Call numbers in the Library are based on the Dewey Decimal system, developed by American librarian Melvil Dewey in 1876. The system assigns a number code for each item in the Library according to its subject area. This is why the materials that you need for your assignments are shelved together in the same area (or areas) of the Library.
The Dewey system has ten main classifications:
000 Generalities
100 Philosophy and Psychology
200 Religion
300 Social Science
400 Language
500 Natural Science and Mathematics
600 Technology
700 Fine and Decorative Arts
800 Literature
900 Geography
Each of these broad divisions is subdivided to more clearly define materials. For example, books on job interview techniques are located in the 650s, the subdivision used for business titles. The actual call number is displayed below, with the extension of .14 added to specify materials relating to obtaining jobs and promotions:
The last part of a call number is a letter code, or cutter found at the end of the Dewey Decimal number. It usually consists of an abbreviation of an author's last name or the title in a series. An example is 650.14 BOL for What Color is Your Paracute by Richard Nelson Bolles.

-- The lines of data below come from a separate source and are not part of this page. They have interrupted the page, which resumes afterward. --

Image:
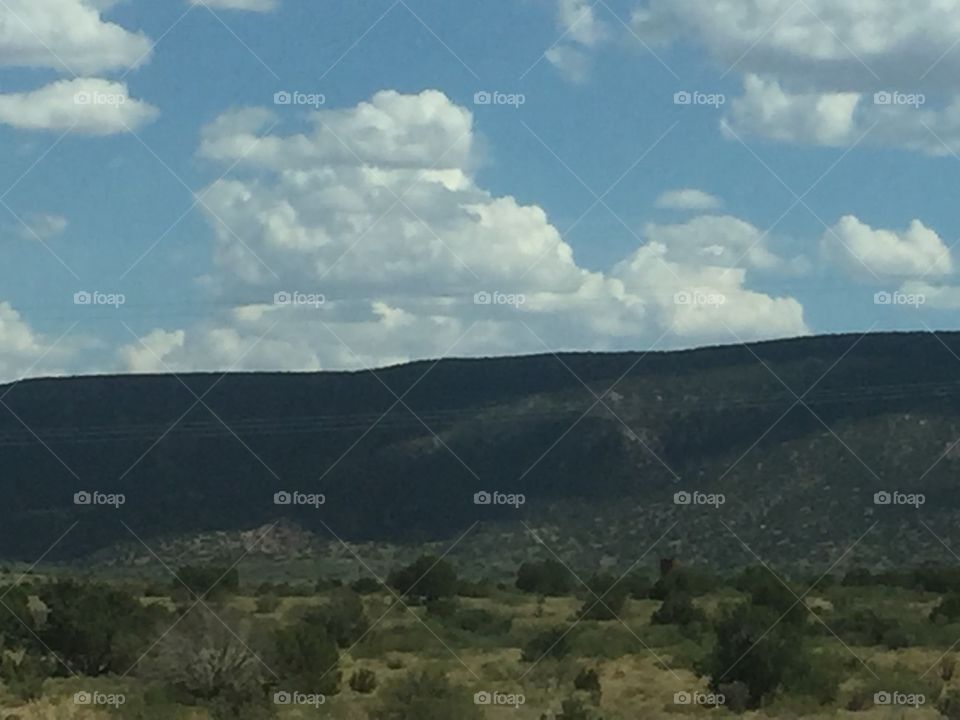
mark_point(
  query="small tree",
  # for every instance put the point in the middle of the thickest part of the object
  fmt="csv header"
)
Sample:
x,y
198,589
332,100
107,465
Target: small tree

The cutter allows materials to be arranged within a call number classification so that they are more easily found on the shelves. Imagine how hard it would be to look for a title if you knew only that it was somewhere among the over two hundred items given the number 650.14.
Some libraries don't use the Dewey Decimal system of classification exclusively. For example, the Richmond Hill Public Library has separate sections for fiction that are arranged by the author's last name (or series title) rather than being assigned a number code. This makes it easier for readers to find popular titles. For example, The Last Juror by John Grisham is found under FIC GRISH instead of 813.5422 GRI.
Be careful to look in the correct area for your call number. The Central Library has a number different collections that use the Dewey Decimal classification system. Items within a collection are usually identified by a letter code preceding the call number, such as CR 929.409713 KUT.